The unreliability - or "statistical variability" - of chips is a problem that many researchers were trying to deal with, said Professor Asen Asenov from the Department of Electronics and Electrical Engineering at the University of Glasgow.
Variability increases as components shrink, said Professor Asenov, who has been using large scale simulations on grid computers to study how the behaviour of transistors changes as they get smaller.
For Professor Rakesh Kumar at University of Illinois the demise of Moore's Law is being hastened by an insistence on making silicon chips operate flawlessly.
Professor Kumar said variations in manufacturing, environment, and workload can conspire to make a chip suffer errors. Manufacturers try to ensure that whatever happens, he said, the chip works correctly.

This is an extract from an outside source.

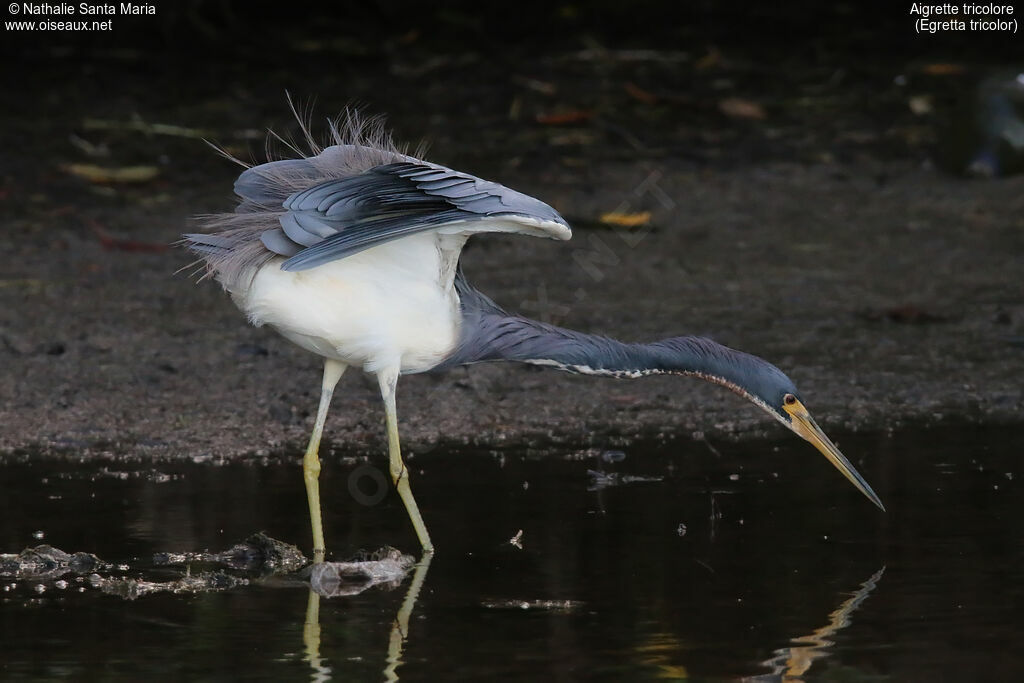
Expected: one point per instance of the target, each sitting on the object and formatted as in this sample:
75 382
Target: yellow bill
804 424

"It's a case of 'if the software asks the chip to do something it does it at any cost,'" he said.
Professor Kumar's research suggests that the pursuit of perfection forces manufacturers to make some poor choices.
"To ensure correct operation you are purposefully running the chips at higher power than you need to," he said.
Error condition
That insistence on perfection also pushes up manufacturing costs because many chips have to be discarded if they fall short.
Professor Kumar said that it would become harder and harder for chip makers to ensure instructions are executed flawlessly as components shrink.
The tiny components in chips are already starting to give rise to errors. Instead of trying to eliminate this, he said, it should be embraced to produce so-called "stochastic processors" that are subject to random errors.
"The hardware is already stochastic so why continue pretending it's flawless?" he asked. "Why put in more and more money to make it look flawless?"
Through research part-funded by Intel, Professor Kumar and his colleagues are designing processors that forgo flawlessness. Instead they attempt to manage the number and type of errors so they can be coped with efficiently.
An example error, said Professor Kumar, is when a chip fails to complete a cycle of instructions within a given time. The workings of most chips are governed by a clock and the data processing they do advances with each tick of that time-keeper.